Prerequisite: a working Python installation with pybaseball installed, which can be installed via pip. I recommend creating a designated Python virtual environment to work with Julia, and when you build PyCall, set ENV["PYTHON"] = venv/bin/python3. Activate that virtual environment and run pip install pybaseball

For interoperability with Python, Julia has PyCall.jl. Once loaded into Julia, use pyimport to load pybaseball into your Julia session. The methods within pybaseball return Pandas Dataframes, which If you’re interested in using Pandas.jl, the conversion is straightforward, however it’s not trivial to get to Julia’s DataFrames. The approach I’ve found is to immediately use the pandas.DataFrame.to_csv, method without a file to get the dataframe as a string. Then, read that in as an IOBuffer to CSV.jl, and sink it to a Juila Dataframe.

using DataFrames, PyCall, CSV
pybaseball = pyimport("pybaseball")
python_df = pybaseball.statcast("2021-04-06")
julia_df = CSV.read(IOBuffer(python_df.to_csv()), DataFrame)

And for an example plot…

using StatsPlots
@df filter(
    row -> row[:events] in ["field_out", "single", "double",  "triple", "home_run"], 
    dropmissing(julia_df, :events)
    ) StatsPlots.scatter(
        xlabel="Launch Speed", 
        ylabel="Exit Angle"


Prerequisite: a working R installation with baseballr installed. Open R and run: devtools::install_github("BillPetti/baseballr").

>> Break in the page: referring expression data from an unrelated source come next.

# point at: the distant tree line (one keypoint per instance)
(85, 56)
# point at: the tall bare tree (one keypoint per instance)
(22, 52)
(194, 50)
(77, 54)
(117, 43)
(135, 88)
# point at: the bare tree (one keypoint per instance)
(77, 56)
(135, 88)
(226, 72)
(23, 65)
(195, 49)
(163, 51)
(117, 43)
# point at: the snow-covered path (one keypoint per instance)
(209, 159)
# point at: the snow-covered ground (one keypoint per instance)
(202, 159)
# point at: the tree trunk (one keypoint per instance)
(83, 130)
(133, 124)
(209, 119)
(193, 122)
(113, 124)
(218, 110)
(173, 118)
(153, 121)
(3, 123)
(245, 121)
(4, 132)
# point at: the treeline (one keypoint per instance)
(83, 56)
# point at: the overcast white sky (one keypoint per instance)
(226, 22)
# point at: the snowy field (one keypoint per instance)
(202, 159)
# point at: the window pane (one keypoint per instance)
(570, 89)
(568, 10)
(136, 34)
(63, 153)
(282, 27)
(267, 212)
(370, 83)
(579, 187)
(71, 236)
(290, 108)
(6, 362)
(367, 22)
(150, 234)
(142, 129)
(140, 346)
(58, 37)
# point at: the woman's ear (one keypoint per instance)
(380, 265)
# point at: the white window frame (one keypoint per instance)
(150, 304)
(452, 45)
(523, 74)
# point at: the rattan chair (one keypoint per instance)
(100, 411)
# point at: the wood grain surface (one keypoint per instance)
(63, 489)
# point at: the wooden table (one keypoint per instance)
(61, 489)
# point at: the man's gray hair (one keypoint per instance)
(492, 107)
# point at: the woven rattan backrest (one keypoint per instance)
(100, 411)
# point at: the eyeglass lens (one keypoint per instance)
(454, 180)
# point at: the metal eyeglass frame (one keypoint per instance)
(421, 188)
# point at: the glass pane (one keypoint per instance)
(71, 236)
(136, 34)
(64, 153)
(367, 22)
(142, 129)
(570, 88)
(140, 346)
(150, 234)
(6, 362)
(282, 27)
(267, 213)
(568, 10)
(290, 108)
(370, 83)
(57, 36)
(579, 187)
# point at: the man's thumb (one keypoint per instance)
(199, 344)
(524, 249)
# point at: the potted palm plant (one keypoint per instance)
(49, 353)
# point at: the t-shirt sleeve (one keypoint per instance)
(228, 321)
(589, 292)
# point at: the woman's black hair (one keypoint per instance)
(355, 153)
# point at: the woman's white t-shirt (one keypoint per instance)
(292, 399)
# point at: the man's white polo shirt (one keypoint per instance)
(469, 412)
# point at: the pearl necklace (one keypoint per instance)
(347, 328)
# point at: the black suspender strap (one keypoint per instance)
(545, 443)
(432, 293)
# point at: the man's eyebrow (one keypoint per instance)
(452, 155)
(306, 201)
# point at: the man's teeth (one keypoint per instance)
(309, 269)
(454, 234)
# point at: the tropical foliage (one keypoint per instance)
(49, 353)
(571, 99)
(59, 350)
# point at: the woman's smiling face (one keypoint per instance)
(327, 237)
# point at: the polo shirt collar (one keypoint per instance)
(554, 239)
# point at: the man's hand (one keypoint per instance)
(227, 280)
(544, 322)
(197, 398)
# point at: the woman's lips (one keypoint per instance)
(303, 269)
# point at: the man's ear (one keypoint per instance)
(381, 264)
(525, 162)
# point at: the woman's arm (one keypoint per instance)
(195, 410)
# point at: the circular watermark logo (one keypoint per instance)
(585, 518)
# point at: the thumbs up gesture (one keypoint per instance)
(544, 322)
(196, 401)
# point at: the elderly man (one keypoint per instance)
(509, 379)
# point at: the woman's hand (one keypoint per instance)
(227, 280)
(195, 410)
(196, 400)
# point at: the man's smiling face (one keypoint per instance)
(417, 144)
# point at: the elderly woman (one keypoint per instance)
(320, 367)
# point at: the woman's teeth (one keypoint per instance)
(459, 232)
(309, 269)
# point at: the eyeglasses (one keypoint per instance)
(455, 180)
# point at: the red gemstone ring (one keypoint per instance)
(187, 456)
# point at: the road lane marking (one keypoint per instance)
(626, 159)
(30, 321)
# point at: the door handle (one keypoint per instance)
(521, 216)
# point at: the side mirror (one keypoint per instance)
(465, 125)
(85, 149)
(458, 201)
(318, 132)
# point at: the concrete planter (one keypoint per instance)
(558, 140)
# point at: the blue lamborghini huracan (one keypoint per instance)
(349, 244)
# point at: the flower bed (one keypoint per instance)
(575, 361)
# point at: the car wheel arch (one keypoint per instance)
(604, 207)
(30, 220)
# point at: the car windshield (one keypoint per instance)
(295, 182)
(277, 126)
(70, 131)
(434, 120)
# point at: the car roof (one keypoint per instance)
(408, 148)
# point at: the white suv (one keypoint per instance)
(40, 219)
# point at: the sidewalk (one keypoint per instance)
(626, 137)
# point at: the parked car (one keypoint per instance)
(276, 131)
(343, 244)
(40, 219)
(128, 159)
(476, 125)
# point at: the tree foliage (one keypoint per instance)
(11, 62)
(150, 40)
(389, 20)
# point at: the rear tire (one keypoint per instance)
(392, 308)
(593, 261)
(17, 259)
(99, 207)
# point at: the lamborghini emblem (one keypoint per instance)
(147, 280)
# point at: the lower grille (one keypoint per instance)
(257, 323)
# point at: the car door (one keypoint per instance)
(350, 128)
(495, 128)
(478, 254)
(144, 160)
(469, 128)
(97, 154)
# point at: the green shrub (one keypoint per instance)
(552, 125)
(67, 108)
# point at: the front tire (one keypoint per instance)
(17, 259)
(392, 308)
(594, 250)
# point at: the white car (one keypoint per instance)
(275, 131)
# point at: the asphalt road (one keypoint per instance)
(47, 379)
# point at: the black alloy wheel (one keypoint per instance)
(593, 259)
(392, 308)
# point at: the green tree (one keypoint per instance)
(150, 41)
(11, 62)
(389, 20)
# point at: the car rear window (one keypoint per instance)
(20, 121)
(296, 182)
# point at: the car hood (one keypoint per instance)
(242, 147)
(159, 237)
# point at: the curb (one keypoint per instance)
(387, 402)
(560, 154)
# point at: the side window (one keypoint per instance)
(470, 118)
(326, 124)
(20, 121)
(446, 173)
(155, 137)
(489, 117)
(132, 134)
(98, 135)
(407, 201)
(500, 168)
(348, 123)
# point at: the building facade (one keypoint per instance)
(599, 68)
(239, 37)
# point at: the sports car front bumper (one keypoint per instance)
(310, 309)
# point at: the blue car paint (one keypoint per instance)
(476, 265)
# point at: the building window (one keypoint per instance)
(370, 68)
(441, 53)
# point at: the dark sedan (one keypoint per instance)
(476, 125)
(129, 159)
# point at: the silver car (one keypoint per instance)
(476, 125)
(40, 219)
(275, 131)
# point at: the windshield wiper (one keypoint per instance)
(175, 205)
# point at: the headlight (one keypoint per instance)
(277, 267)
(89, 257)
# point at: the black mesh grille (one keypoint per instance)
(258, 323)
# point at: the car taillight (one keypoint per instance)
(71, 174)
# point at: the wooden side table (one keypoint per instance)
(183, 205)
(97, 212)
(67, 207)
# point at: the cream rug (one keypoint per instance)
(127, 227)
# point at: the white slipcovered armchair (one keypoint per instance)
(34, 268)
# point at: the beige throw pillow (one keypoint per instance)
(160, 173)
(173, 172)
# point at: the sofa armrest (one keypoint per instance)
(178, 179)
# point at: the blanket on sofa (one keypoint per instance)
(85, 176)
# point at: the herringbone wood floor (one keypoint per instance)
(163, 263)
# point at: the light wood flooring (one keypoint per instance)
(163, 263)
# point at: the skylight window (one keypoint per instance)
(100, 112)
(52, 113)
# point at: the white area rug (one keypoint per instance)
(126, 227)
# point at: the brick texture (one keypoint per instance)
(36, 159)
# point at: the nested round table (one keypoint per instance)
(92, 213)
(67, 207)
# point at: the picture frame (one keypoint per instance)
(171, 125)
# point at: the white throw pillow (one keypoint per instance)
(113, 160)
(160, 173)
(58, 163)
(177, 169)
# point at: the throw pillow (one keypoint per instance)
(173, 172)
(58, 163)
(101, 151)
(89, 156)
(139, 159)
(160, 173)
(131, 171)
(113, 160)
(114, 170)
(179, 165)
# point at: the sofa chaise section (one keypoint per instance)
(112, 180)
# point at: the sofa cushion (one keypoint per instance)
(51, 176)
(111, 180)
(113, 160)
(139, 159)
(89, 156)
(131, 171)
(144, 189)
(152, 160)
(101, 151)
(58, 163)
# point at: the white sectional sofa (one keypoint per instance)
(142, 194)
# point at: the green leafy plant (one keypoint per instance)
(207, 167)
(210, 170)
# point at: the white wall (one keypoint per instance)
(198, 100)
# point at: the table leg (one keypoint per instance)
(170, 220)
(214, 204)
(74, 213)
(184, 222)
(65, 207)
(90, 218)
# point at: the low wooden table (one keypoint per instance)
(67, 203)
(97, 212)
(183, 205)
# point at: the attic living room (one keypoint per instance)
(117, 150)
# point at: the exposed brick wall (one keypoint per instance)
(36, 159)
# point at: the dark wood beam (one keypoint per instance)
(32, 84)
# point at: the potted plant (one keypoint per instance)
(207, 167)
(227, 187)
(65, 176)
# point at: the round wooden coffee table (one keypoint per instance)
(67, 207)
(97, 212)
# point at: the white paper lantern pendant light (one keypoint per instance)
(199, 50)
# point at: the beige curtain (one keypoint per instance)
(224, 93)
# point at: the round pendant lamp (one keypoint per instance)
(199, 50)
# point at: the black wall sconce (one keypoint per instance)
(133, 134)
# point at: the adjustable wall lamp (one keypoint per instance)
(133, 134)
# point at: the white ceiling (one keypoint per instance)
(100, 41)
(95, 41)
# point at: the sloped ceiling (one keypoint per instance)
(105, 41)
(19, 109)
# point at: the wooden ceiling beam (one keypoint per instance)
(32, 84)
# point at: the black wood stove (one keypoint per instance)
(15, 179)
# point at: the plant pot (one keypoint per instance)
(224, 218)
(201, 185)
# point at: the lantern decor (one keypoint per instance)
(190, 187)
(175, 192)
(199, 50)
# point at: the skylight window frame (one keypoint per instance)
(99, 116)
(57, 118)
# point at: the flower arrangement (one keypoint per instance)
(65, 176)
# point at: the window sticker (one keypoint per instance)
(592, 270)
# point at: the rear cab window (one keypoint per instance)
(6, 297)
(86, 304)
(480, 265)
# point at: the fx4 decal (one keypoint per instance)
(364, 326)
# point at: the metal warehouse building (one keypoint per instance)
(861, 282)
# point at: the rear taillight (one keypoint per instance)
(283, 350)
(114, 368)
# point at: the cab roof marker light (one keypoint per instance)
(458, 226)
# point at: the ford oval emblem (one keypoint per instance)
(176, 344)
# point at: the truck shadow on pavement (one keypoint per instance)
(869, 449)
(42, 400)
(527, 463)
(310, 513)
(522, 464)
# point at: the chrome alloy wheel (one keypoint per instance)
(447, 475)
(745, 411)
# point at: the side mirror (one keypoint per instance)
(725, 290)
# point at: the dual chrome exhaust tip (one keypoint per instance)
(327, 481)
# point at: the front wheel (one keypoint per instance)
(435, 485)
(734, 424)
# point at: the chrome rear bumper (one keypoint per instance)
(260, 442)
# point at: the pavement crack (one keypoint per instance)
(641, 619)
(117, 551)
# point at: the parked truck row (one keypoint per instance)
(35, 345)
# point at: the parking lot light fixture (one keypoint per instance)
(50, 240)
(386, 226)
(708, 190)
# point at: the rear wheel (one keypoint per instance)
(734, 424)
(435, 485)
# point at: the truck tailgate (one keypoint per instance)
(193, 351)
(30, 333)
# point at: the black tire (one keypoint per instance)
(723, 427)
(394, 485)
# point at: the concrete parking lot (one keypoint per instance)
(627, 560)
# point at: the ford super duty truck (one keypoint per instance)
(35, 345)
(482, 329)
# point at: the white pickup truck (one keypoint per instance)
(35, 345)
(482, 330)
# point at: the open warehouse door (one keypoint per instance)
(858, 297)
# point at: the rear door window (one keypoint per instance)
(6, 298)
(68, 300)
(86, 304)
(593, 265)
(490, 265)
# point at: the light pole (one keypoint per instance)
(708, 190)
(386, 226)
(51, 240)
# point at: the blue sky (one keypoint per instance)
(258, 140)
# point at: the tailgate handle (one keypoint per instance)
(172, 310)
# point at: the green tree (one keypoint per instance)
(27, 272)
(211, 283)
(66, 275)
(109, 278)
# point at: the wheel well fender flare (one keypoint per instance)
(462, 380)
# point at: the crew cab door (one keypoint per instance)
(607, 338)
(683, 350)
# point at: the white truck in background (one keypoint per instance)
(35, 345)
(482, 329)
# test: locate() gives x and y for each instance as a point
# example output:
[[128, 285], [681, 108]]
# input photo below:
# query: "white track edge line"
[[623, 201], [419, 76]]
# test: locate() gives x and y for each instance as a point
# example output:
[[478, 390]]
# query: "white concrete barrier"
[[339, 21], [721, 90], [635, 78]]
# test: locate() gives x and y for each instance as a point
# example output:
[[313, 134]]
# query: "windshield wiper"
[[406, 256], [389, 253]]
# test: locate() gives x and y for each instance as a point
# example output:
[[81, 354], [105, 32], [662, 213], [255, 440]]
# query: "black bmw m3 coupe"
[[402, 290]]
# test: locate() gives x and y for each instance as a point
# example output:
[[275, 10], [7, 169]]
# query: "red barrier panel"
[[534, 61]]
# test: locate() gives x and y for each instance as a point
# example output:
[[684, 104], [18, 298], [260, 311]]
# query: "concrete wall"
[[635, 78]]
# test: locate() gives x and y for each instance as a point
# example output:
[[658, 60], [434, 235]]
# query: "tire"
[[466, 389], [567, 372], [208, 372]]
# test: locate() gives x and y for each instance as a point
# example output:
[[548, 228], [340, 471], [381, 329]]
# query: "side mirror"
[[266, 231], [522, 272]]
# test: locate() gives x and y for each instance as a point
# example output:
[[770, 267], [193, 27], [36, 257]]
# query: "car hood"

Interoperability with R is done via RCall.jl. RCall can load R libraries via the @rlibrary macro, which can then be used to call baseballr (provided the library is installed). Once the library is loaded, then you can call functions via an R string, and use rcopy to migrate an R dataframe to a Julia one.

using RCall
@rlibarary baseballr
julia_df = rcopy(R"baseballr::scrape_statcast_savant(start_date = '2021-04-06', end_date = '2021-04-06')"

And there you have it!

Hopefully this enables some easier baseball analysis for others in Julia. Of course, all this work can be circumnavigated by saving dataframes from respective packages as CSVs and reading them in via CSV.jl, but who wants a million csvs laying around? There’s probably much more performant ways to go about this, but these approaches seem the quickest and most clear to me - if you have ideas or suggestions, feel free to reach out, or possibly comment on the git gist above.